Mária Schmidt added: Hollander's work is an excellent, revealing book, which takes a hard look at the characteristics of communism, those that still dominate the media of the Western world.

In his laudation, Rajmund Fekete, Director of the Institute for the Research of Communism, said that Paul Hollander was born in Hungary at the time when Joseph Stalin was famishing the Ukrainian people in 1932, which caused millions of people to starve to death in the Soviet Union. At the age of twelve, the author suffered the horrors of the Arrow Cross terror, and then the Soviet occupation of our country, experiencing the horrors of communism first hand: he and his family were declared class enemies and deported from the capital. As a politically untrustworthy citizen, he emigrated from Hungary after the 1956 Revolution and Freedom Fight, first to England and then to the United States, where he taught sociology at the world-renowned Harvard University.

Paul Hollander spent his whole life studying and researching Soviet-style regimes, while he had to realise that while in the West Nazism was - quite rightly - relegated to the dustbin of politics and daily life, the communist regime not only failed to do so, but became a legitimate ideology in the West, and communism did not "die".
Rajmund Fekete highlighted that representatives of the idea are present in the media, universities and politics. While the former president of the European Commission, Jean-Claude Juncker, unveiled a statue of Marx, the Greens quote Lenin, and here at home Anna Donáth, a Momentum politician, relativises the crimes of her grandfather, the grandfather who was once the head of the secretariat of Mátyás Rákosi...

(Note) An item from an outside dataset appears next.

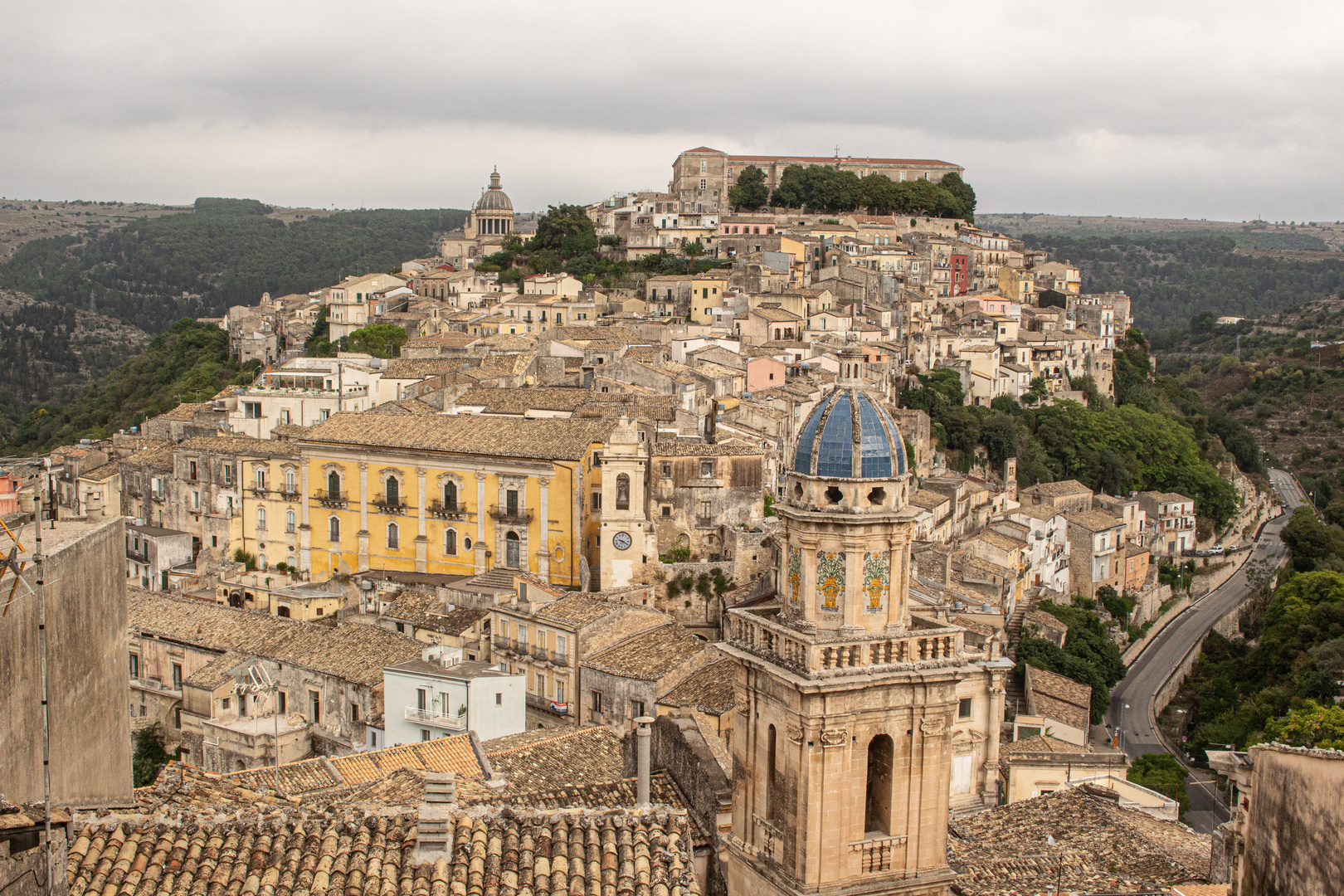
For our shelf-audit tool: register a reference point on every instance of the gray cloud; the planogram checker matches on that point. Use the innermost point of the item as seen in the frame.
(1198, 109)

Paul Hollander did not tolerate that the world and the intellectuals give the communist criminals a pardon, and for that we owe him a great gratitude," concluded the Director of the Institute for the Study of Communism. Gábor Balogh, the chief historian of the House of Terror Museum, recalled that it has been 105 years since the Hungarians got to know the first communist dictatorship, the Soviet Republic, which went hand in hand with the Red Terror, violence and nationalisation. Hollander's book also examines this idea and Islamism.
At the roundtable discussion held at the book launch, Dorottya Baczoni, Director of the XX. Century Institute, said that the author showed great courage in putting his thoughts on paper, and that communism was seen as a kind of replacement for religion. He said that Western intellectuals did not want to see the real face of communism, and that in their salons and newspapers they only talked about the excellence of the idea, but the flaw in its execution.
According to Sayfo Omar, a researcher at the Migration Research Institute, anyone who picks up the book is reading the work of a skilled and accomplished scholar. He pointed out that Islamism, like communism, proclaims absolute truth, i.e. it believes that it is the "owner of the Holy Grail".
According to Sayfo Omar, if the author had been born a few decades later, he would not have been able to succeed in England or in the United States, where communist ideology virtually dominates public discourse and intellectuals, and would probably have returned home. In the Western world - most of all - universities sympathise with violent Islamic movements, excuse their violence, see them as oppressed, in fact, and so 'forgive them'. The researcher said that, in addition to domestic readers, Western intellectuals should definitely read the book, but added that he was under no illusions, suspecting that they would unfortunately refrain from doing so.